Als de brekingshoek 90 graden wordt, dan is de zogenaamde grenshoek bereikt. Door deze situatie treedt ook reflectie op, maar dit noemen we liever spiegeling omdat er een totale reflectie optreedt. Kortom, wanneer we een invalshoek kiezen die leidt tot een brekingshoek die gelijk is aan de grenshoek, dan gaat het oppervlak spiegelen.

Theorie en praktijk

Wanneer je werkt met een flitser kun je in theorie dus alles laten spiegelen. Dit doe je door de juiste invalshoek (de hoek waaronder je de flitser plaatst) te kiezen. Op die manier zou je niet alleen water, maar in principe ook een steen kunnen laten spiegelen. Toch gaat dat lang niet altijd op, zoals je weet. Een flitser geeft geen licht af dat maar in een hoek op het voorwerp terechtkomt. Daarnaast spiegelt een steen niet zomaar. Daar zijn blijkbaar meer voorwaarden voor nodig.

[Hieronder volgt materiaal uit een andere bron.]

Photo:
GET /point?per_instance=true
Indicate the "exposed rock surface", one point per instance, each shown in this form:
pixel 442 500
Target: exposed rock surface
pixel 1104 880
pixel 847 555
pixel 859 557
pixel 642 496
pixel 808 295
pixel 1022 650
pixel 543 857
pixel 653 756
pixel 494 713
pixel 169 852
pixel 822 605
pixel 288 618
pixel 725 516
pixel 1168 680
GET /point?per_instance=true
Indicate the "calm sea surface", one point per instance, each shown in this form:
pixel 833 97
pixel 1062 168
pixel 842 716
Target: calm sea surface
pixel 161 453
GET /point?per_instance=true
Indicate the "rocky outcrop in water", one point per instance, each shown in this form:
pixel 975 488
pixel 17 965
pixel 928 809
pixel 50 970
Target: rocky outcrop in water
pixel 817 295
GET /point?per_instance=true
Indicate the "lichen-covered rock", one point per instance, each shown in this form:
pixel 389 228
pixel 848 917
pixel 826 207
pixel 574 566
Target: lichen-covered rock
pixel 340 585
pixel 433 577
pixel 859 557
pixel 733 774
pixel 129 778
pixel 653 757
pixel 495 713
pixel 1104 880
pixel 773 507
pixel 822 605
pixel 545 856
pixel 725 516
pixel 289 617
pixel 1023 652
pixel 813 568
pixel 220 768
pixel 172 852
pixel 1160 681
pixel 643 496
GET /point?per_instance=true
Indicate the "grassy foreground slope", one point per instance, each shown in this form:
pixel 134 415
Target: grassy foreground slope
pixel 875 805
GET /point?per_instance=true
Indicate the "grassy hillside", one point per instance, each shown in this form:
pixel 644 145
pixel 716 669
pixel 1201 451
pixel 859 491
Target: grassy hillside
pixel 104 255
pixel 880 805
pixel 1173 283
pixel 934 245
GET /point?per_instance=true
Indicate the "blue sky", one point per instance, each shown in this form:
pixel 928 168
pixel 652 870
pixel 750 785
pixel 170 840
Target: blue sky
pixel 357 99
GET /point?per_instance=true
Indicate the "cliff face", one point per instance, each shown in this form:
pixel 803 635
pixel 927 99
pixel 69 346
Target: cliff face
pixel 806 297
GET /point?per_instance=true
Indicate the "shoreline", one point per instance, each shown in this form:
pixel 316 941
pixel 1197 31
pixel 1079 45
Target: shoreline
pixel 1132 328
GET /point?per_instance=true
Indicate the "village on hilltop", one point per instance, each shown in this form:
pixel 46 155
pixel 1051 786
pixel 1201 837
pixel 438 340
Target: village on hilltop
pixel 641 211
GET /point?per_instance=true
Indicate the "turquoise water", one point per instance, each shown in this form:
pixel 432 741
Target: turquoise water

Deze theorie over spiegelen gaat bijvoorbeeld alleen op zolang de betrokken mediums doorzichtig zijn. Het licht kan niet door het grensvlak gaan als dat ondoorzichtig is. Een perfect doorzichtig medium laat de lichtgolven door zonder beperking. Maar wanneer het medium bepaalde golflengten van het licht absorbeert, dan zal het deze golflengten niet kunnen doorlaten. En hoe meer lichtgolven van verschillende lengtes geabsorbeerd worden, hoe minder dit doorgeven op zal treden.

Daarnaast speelt de oppervlakte van het medium een belangrijke rol. Wanneer we het licht vanuit de lucht op heel glad glas afsturen, dan zal dit licht minder in alle richtingen worden gereflecteerd dan bij glas met een ruwe oppervlakte (zoals mat glas). De oneffenheden in het matte glas weerkaatsen de lichtstralen nu eenmaal alle kanten op.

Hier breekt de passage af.